Talking Dogs


The only thing to come out of any of these movies that was remotely entertaining was when the cat fell in the river (and off the giant waterfall) in Homeward Bound. I was like 7-years-old when I saw it, so maybe it isn't as funny as it was way back 1993. Oh my God I'm old.
Oh my, alien dog sperm? Actually, the majority of the 99 puppies do not hail from Perdita's (Pongo's babymama) womb. Most of them were other puppies stolen by Cruella from pet stores, et cetera, and Pongo et. al merely rescue and adopt them.
What a waste of pixels and paper. Why don't you actually write about good stuff. This kind of fluff is easy.
Did they really explode 300 cats while making Milo & Otis? Or is it just me?
how in the name of all that is disney have you not seen 101 dalmations?!! i demand as a concerned reader that you rent it TODAY! and for dog sakes please watch the original animated version and not the god awful Glenn Close one.
oh wow i really wasn't trying to be cute by typing 'dog sakes'. that was a totally gross typo. sorry.
@Inness and suckit:
I know! It's totally weird--101 Dalmations (orig) was my favorite movie when I was a kid, but I had some kind of brain lapse when I wrote this column. I remembered about the mass puppy adoption about 2 seconds before it went to press. Oops. My point stands, though: It WOULD be gross if one dog gave birth to 99 puppies. Let's try to keep that from ever happening, shall we?

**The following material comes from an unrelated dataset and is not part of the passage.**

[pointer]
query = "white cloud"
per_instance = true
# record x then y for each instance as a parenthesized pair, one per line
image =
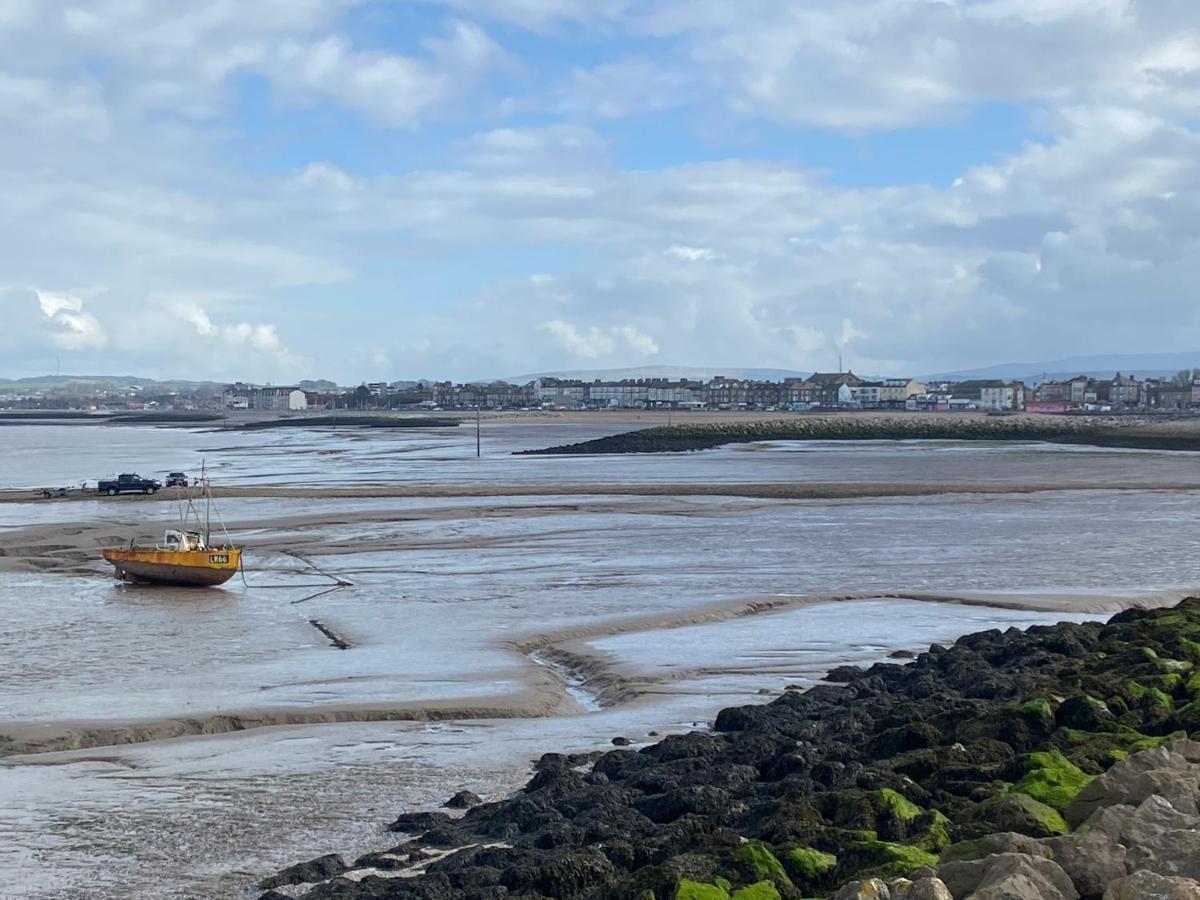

1930 MGM short "A dogway melodie" and "Hot dog (all Barkie)"

Two great movies worthy of all the dog shit it took to make them.
I think the commercials for Beverly Hills Chihuahua have given me a mild form of Cancer.
I thought the first film to have a dog with CGI-assisted expressions was Babe (1995).
Don't forget to include the talking sheep-dogs from "Babe". That movie was the best of the talking animals genre.